The contraceptive mind must run like this. One has children to get what he wants. Now that I have a masculine child there be no need for anymore, right? I have the BOY, my hunting buddy, the guy to teach how to play baseball, football etc. MY little man, MY guy. There can only be so much attention and love (AND MONEY) to go around. Happy! Content! Finished! Desires Fulfilled! So, Done! Time for the snip snip appointment, or perhaps get my wifey to her doctor to get the tubes put in a knot or whatever other method the human mind has concocted to disrupt or destroy.

Note also the assumption that the Christian pastor must have the mentality of everyone else. He and his bride can only take so much - 2 girls, 1 boy, enough is enough. Done. But then why the question- "Are you done?"

I think it has to be the law written on the heart of all these people who ask. They know that they should not be saying, "I'm done." It has been put into their conscience by the Lord Himself to be fruitful and multiply. Let it be said once again, as with all posts of this nature, we are not dealing with the hard and difficult cases. And so that denial of Life must have company, not only with the spouse but with everyone else. If only we all say that we are DONE, than it will be OK. If only we all together reject the gifts that God Himself gives we will be OK. Safety in numbers; safety then in our choices. Choices that reject God's gift of the lives of human beings. Choices that say "No thanks God, I'm done with You giving me things that you call blessings. I am done with you creating life, people, human beings, children that you fearfully and wonderfully make through the means of the union of husband and wife. I'm done with your Son Jesus wishing the little children to come to Him. Done with Him putting His hands on them and blessing them at the font. I'm done with the very purpose of marriage itself, not by your choosing but by mine. No thank you God, I AM DONE."

I say no thanks to that.

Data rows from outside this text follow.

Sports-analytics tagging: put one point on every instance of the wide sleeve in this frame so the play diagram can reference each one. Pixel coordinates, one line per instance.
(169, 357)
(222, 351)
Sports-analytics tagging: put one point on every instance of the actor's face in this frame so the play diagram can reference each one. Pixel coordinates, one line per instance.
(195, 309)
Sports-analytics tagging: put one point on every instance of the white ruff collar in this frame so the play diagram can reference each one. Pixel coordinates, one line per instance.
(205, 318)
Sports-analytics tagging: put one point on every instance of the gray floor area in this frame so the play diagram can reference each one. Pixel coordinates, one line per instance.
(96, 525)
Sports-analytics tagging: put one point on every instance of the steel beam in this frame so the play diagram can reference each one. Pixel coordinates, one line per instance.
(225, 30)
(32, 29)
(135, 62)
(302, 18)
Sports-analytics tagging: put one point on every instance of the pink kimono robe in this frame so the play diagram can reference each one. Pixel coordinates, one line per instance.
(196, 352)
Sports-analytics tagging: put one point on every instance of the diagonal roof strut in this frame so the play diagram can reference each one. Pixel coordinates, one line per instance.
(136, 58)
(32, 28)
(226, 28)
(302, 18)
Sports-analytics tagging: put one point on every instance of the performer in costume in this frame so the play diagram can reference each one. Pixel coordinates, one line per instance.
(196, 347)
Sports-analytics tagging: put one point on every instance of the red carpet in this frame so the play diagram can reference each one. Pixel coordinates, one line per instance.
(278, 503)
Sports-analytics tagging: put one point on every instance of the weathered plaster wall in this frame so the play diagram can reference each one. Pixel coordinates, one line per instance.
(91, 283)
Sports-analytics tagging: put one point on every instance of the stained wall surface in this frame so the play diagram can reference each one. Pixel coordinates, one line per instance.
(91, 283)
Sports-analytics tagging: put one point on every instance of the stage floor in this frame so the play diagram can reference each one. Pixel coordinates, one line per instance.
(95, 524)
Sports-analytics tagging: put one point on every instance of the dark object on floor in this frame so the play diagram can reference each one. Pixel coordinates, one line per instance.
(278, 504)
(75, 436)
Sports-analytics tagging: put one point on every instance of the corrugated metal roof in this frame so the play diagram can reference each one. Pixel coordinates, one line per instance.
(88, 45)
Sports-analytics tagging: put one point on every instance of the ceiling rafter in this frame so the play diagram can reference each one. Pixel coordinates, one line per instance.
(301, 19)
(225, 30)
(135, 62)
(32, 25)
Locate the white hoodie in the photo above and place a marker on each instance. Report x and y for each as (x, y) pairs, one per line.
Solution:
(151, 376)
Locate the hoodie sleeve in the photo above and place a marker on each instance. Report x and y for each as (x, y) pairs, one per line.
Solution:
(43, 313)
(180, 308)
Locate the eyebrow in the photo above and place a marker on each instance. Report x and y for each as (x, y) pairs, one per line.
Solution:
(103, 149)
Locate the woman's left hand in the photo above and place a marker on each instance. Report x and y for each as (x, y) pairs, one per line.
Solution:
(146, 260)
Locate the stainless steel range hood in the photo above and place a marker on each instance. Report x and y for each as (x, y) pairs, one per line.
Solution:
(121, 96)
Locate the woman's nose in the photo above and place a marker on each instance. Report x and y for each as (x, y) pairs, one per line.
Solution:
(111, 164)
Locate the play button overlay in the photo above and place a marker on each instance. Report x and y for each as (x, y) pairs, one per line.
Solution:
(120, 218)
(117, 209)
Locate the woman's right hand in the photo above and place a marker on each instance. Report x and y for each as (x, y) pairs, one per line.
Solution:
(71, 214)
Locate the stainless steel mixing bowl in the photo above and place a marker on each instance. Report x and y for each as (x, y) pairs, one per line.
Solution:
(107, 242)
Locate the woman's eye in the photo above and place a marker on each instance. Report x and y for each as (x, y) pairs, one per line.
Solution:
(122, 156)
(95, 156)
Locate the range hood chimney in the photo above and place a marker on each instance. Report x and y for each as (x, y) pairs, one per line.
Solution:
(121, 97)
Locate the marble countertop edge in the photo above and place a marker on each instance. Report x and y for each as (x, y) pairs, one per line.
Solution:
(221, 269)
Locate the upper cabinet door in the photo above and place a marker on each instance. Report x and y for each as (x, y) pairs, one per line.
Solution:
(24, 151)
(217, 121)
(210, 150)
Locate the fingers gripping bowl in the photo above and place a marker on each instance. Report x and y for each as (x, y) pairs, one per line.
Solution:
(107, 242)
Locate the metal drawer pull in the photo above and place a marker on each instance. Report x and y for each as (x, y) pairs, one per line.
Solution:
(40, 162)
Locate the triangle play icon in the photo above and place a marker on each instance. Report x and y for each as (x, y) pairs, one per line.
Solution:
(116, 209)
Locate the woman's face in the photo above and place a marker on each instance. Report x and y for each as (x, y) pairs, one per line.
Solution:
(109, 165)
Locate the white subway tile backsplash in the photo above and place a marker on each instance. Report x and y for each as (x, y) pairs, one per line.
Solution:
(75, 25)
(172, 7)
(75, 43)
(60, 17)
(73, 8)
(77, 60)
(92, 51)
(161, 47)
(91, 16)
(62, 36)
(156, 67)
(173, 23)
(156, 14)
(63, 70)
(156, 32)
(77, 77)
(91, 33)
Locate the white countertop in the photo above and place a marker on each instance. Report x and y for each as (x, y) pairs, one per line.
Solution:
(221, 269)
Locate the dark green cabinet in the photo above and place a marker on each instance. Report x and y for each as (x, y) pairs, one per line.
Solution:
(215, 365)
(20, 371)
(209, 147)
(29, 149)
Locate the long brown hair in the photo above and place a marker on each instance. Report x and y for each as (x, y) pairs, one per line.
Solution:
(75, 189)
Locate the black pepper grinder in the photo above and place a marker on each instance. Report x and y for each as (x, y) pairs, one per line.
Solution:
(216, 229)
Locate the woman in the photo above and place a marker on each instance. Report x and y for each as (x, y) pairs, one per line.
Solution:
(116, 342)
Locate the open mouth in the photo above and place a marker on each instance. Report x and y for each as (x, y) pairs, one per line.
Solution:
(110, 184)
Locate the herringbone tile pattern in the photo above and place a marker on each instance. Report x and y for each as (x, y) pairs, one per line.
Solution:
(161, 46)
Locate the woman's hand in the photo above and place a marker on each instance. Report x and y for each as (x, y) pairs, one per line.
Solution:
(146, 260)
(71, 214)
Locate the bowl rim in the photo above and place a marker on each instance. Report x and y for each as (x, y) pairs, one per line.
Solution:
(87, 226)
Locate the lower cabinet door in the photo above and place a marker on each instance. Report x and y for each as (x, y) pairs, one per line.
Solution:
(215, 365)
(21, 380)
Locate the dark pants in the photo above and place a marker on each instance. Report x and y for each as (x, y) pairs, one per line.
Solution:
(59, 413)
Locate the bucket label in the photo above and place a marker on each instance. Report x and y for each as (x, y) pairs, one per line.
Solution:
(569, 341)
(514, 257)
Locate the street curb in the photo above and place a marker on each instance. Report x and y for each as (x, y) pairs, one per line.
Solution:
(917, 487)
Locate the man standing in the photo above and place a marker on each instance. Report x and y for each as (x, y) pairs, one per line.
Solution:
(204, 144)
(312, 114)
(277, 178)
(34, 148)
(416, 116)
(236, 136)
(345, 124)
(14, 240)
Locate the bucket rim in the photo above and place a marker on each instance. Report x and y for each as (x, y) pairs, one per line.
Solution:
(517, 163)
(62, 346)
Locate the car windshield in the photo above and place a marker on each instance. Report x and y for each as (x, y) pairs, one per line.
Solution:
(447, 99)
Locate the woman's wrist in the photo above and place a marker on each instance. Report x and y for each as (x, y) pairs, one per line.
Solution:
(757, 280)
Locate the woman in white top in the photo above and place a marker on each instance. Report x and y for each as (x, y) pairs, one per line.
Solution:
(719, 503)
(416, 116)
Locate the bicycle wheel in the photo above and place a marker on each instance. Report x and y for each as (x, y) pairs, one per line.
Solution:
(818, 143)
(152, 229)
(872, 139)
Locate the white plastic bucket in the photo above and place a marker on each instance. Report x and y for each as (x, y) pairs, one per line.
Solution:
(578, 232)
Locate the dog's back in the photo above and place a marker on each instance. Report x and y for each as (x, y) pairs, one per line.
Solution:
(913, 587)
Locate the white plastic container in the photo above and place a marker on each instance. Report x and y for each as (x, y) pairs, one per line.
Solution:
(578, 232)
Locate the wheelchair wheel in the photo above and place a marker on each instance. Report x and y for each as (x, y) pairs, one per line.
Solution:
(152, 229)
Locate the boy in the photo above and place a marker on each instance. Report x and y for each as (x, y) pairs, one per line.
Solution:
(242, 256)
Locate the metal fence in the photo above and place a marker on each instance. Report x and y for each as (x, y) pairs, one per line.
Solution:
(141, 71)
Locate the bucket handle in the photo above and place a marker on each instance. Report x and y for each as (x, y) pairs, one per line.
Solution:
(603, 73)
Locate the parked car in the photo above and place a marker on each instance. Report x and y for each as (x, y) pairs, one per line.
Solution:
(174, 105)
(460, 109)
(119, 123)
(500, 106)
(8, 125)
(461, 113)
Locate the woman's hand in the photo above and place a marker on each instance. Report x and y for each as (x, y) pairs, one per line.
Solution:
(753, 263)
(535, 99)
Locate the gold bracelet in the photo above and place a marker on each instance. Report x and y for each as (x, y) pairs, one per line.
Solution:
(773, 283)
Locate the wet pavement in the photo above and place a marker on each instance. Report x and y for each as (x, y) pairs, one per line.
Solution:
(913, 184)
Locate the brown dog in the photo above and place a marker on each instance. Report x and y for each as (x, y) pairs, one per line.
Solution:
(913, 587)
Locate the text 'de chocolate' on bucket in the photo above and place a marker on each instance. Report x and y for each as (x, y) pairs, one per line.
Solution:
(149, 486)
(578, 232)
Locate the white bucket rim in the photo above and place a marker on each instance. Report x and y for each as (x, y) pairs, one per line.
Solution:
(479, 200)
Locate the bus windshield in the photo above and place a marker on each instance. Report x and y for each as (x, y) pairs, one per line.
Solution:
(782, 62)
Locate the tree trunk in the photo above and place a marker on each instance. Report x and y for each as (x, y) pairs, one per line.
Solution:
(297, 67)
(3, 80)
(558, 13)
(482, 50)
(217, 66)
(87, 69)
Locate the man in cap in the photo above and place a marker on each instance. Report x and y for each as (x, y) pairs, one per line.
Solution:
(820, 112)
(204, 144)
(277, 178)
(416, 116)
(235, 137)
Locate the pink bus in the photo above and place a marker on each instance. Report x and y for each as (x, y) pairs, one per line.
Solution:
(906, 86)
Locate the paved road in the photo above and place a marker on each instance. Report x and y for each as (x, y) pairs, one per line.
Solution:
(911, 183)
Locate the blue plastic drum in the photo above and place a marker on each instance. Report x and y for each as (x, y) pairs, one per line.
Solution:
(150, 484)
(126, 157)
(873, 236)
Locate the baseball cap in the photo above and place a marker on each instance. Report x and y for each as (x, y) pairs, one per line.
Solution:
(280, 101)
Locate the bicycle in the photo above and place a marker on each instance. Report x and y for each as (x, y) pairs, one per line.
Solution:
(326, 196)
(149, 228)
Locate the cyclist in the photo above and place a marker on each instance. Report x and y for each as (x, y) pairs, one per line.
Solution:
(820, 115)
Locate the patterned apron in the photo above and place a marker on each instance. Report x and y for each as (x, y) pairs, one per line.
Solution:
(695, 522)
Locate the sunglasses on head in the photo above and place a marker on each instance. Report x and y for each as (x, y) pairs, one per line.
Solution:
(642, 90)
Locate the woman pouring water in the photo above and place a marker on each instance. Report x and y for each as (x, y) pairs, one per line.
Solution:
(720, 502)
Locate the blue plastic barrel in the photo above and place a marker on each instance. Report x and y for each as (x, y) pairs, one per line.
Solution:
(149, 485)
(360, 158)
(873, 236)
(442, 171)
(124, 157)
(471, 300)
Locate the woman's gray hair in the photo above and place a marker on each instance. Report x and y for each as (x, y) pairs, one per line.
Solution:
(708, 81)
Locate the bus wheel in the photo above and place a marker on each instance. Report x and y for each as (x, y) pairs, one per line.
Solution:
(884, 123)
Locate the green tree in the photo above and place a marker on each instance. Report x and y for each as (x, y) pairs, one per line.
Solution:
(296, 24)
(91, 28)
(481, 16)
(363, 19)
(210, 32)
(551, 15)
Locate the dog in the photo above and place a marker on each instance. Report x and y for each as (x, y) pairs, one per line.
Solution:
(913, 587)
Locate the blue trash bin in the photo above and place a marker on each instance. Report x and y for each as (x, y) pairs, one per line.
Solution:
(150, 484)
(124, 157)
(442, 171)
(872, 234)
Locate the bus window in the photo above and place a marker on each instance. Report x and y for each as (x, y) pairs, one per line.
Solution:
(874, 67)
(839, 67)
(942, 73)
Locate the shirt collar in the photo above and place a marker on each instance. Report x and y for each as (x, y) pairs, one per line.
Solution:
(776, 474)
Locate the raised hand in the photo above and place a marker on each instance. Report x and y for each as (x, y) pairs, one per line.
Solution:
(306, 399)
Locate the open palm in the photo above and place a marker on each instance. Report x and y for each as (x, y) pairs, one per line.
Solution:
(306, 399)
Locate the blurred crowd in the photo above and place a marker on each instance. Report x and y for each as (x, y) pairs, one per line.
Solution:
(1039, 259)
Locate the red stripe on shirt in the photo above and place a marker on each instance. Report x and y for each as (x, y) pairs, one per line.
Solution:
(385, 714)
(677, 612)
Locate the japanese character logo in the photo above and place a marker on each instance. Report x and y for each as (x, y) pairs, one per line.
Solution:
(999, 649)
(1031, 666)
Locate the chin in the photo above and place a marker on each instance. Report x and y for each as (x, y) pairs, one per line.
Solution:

The Blessed Holy Trinity is the giver of Life, so let's let Him decide when we're done. No thanks to saying "no thanks" to the Father, (the Maker of Heaven and Earth) to His Son, our Lord Jesus Christ, (In him was life; and the life was the light of men) and to the Holy Spirit, (the Lord and Giver of Life). Let's let it be up to the Blessed Trinity whether we are done, or not. Or whether we'll be given sick children, or healthy children. Let's let Him decide whose going to be living and who is going to be born. Let's even let Him decide when we should die. Let's let Him decide when our parents should die. Let's even let Him decide when our children should die - long after we are dead, d.v. Let's let Him be God, and us be creatures. Let's believe that He really is the one who makes children, that they really are His, and He seems not to be done yet. As of this writing, the Father has not sent His Son to return on the clouds with all His Holy angels.